Online Mass Spectrometric Monitoring of Carbon Corrosion in PEMFC Electrodes Subjected to Accellerated Stress Testing

Wednesday, October 14, 2015: 15:00
211-A (Phoenix Convention Center)
J. O. Meier, M. Joos, C. Cremers, K. Pinkwart (Fraunhofer Institute for Chemical Technology ICT), and J. Tbke (Fraunhofer Institute for Chemical Technology ICT)
Polymer electrolyte membrane fuel cells (PEMFCs) are considered to be almost market-ready for automotive applications. The main obstacles which decelerate a broad application arise from the high costs for the production of membrane electrode assemblies (MEAs). Another aspect, which is related to operation costs of a fuel cell system, is its lifetime. The lifetime of PEMFCs especially in automotive applications, which include alternating load conditions and frequent start-stop-cycles, is still too short to make them more attractive vehicle power sources than combustion engines. Regarding the lifetime of PEMFCs the US DoE set the durability target of 5000 h by 2017 (with less than 10% loss of initial performance) for automotive applications [1].

Carbon (C) support corrosion was identified as one main contributing mechanism to the degradation of PEMFCs i.e. membrane electrode assemblies (MEAs) [2]. It is known that C support corrosion is dominantly an issue of the fuel cell cathode. It leads to (i) decrease of electrochemically active surface area and (ii) damage of porous electrode structure causing a deterioration of mass transport [2]. Both named phenomena contribute to a decrease of reaction rate and hence fuel cell performance. Beside the applied support material fuel cell operating conditions have a significant influence on C support corrosion rate e.g. high cathode potential conditions during fuel cell start/stop accelerate C  support corrosion rates tremendously compared usual equilibrium operating conditions [2-3].

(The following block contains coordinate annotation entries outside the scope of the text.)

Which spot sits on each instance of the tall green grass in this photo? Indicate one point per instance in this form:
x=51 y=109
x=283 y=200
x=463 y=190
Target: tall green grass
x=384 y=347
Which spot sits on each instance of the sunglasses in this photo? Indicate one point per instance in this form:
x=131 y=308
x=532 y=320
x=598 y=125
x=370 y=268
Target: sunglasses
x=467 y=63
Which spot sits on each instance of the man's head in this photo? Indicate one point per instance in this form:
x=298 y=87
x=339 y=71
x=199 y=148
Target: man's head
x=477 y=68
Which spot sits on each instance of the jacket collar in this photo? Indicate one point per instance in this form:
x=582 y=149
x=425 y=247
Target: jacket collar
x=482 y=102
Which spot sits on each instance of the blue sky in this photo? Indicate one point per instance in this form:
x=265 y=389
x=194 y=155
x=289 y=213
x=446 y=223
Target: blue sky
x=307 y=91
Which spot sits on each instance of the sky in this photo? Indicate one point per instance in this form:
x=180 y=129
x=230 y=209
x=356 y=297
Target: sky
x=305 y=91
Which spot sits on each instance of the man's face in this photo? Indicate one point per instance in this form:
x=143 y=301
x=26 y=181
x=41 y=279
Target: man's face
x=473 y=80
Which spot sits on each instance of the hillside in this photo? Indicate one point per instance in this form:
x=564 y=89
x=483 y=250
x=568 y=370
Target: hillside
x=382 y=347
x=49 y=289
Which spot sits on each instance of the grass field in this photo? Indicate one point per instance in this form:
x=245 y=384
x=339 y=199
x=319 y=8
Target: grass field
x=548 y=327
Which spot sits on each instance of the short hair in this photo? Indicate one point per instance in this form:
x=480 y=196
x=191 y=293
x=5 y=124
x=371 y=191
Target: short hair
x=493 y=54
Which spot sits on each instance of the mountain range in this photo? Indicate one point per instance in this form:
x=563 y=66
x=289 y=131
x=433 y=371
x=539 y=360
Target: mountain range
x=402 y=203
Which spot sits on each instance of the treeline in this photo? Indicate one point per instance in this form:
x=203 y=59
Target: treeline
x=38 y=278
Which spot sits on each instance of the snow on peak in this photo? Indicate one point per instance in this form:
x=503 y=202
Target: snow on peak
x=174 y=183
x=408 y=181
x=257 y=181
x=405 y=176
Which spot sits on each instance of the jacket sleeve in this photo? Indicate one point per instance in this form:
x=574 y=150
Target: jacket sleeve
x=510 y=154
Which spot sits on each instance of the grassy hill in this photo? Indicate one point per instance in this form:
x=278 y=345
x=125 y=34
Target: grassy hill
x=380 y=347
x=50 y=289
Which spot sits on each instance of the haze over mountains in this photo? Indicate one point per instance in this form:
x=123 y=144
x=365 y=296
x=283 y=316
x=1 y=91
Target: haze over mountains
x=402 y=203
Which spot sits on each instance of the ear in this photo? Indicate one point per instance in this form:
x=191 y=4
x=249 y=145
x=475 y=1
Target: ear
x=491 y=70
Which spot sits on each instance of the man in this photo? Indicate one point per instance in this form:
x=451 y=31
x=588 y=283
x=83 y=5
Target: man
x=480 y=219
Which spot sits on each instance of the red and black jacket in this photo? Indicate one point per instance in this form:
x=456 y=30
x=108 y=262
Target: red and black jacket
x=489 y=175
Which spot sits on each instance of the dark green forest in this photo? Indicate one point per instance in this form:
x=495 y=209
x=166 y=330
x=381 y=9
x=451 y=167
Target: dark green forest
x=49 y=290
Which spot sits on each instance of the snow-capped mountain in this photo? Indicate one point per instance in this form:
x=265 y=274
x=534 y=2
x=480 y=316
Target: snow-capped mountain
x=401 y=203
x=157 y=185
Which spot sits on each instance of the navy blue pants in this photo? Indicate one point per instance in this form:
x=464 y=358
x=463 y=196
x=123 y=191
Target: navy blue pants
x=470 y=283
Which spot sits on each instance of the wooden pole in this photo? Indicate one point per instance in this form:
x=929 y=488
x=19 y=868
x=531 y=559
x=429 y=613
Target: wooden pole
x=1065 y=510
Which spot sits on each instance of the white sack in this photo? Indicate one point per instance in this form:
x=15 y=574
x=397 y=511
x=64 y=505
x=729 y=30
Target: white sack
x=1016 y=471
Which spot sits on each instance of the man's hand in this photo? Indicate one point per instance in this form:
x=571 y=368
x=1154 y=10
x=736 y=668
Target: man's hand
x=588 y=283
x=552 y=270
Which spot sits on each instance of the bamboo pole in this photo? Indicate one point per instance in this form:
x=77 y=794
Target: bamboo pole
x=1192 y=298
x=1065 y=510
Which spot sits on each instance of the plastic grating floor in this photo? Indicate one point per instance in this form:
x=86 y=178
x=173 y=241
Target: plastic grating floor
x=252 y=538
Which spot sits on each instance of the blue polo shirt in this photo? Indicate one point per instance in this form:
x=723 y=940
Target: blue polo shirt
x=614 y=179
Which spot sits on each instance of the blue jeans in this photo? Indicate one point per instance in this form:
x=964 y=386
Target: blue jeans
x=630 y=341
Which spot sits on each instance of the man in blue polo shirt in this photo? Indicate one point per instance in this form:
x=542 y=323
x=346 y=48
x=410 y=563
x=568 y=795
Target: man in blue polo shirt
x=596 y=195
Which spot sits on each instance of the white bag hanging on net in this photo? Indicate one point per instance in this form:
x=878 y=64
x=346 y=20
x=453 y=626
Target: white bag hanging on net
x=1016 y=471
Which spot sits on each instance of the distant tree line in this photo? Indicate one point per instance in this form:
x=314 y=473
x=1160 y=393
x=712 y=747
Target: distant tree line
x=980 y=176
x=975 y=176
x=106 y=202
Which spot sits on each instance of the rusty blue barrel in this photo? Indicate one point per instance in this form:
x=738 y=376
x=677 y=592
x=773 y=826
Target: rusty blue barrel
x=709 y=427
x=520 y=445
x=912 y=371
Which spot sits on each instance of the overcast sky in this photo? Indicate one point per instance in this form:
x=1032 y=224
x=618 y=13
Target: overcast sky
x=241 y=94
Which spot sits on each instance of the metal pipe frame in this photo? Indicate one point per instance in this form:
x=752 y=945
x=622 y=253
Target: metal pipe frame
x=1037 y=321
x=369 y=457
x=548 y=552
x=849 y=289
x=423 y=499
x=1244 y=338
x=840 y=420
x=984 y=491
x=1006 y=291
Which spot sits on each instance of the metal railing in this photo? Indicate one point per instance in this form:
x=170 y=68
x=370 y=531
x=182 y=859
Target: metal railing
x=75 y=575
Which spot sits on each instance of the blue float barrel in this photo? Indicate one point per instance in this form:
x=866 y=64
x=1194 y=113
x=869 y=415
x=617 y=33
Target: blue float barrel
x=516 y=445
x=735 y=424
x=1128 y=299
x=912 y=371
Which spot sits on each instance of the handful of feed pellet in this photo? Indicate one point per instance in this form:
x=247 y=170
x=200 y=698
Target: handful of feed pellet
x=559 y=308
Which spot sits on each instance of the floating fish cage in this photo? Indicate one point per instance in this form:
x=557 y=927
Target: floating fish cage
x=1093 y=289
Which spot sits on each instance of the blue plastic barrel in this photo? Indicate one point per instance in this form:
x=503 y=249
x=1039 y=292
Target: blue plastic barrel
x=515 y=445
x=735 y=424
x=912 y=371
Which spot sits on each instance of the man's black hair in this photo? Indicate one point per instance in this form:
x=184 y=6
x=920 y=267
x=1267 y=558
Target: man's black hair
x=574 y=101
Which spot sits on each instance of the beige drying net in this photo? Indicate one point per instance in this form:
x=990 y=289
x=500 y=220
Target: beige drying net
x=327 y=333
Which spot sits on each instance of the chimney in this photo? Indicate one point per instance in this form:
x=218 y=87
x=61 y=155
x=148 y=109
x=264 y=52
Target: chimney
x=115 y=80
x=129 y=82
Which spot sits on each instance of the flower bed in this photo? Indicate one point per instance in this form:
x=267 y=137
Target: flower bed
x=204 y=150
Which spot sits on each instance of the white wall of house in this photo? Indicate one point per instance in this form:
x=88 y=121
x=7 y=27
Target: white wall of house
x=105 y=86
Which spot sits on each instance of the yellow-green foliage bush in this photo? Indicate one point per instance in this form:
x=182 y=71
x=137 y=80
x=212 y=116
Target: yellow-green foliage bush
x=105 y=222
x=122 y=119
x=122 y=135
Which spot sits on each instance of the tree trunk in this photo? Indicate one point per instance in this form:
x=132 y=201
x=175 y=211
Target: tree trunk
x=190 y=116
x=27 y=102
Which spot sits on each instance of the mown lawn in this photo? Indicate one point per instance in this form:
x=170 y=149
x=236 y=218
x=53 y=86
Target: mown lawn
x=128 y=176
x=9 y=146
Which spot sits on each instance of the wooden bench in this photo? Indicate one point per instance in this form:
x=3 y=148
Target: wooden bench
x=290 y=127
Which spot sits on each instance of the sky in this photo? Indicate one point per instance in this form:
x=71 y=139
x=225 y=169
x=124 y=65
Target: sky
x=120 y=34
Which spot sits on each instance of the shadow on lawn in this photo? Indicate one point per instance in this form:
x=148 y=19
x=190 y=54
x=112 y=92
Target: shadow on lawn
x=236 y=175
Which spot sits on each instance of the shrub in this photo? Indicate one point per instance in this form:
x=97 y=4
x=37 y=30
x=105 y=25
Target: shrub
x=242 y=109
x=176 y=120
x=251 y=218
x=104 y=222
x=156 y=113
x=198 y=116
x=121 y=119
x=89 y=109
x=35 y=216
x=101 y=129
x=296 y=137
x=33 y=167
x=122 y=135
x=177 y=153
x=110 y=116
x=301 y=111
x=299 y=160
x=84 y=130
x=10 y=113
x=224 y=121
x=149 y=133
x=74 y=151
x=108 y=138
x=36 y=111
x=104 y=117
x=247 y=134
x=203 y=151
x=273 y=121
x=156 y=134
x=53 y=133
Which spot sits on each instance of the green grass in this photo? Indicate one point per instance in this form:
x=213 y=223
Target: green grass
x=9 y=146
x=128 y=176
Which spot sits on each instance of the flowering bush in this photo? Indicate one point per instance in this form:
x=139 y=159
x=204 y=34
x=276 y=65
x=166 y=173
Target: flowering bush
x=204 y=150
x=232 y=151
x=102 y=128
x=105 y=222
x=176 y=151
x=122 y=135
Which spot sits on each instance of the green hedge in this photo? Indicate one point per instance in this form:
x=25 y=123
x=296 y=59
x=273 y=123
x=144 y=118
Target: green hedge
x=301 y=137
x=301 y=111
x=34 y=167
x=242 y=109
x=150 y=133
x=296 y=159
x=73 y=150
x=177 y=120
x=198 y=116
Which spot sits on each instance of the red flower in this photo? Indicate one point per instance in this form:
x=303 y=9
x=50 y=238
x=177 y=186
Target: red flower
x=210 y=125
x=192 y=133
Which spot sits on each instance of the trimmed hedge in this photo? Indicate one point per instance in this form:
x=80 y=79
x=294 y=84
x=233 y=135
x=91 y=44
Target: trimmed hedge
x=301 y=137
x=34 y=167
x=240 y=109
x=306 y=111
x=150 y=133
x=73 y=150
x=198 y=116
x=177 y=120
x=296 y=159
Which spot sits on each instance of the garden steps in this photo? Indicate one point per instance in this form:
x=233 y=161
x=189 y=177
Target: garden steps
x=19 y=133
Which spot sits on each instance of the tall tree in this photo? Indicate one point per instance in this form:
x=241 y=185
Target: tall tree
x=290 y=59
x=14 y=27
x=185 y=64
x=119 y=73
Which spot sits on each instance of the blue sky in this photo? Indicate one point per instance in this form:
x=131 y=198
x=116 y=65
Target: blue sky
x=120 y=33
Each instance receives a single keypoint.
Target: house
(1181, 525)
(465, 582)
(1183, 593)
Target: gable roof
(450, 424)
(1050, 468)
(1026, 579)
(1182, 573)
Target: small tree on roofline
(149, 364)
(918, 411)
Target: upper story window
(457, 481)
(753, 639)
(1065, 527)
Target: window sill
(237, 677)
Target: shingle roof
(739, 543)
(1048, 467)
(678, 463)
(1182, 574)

There is still a lack of understanding on how different operating conditions affect the C support corrosion rate. For this reason carbon corrosion rates of PEMFC cathodes were measured by means of inline mass spectrometry. The method is based on a measurement of the release i.e. generation rate of CO2 at the cathode fuel cell exhaust. A correlation to the C corrosion rate is possible since CO2 is known to be final product of the carbon corrosion reaction.

The C corrosion rate of fuel cell cathodes was investigated for different conditions. Here, the investigations were focused on cathode potential. On one hand, corrosion rates for cathode potentials corresponding to usual operating potentials were probed and compared to each other. On the other hand, accelerated stress tests (ASTs) [4-5] involving potential cycling at unusually high cathode potentials were applied in order to simulate fuel cell start/stop conditions. It was found that the C corrosion rate during the simulated start/stop conditions is roughly 30-60 times higher compared to usual fuel cell operating conditions. Another focus was put on a separate measurement of C corrosion rate in the catalyst layer (CL) and gas diffusion layer (GDL). From the results of these investigations it can be concluded that the applied AST conditions dominantly accelerate carbon corrosion rates in the CL and hardly in the GDL.

[1] US DOE, Multi-Year Research, Development and Demonstration Plan (2012)

[2] P.T. Yu et. al, Carbon-Support Requirements for Highly Durable Fuel Cell Operation in F.N. Büchi et. al, Polymer Electrolyte Fuel Cell Durability, Springer (2009).

[3] X.-Z. Yuan et. al, A review of polymer electrolyte membrane fuel cell durability test protocols, Journal of Power Sources. 196 (2011), 9107–9116.

[4] Cell Component Accelerated Stress Test and Polarization Curve Protocols for PEM Fuel Cells, http://www.uscar.org/commands/files_download.php?files_id=348 (2013).

[5] New Energy and Industrial Technology Development Organization (NEDO) - Development of PEFC Technologies for Commercial Promotion - PEFC Evaluation Project - Cell Evaluation and Analysis Protocol Guideline (2014).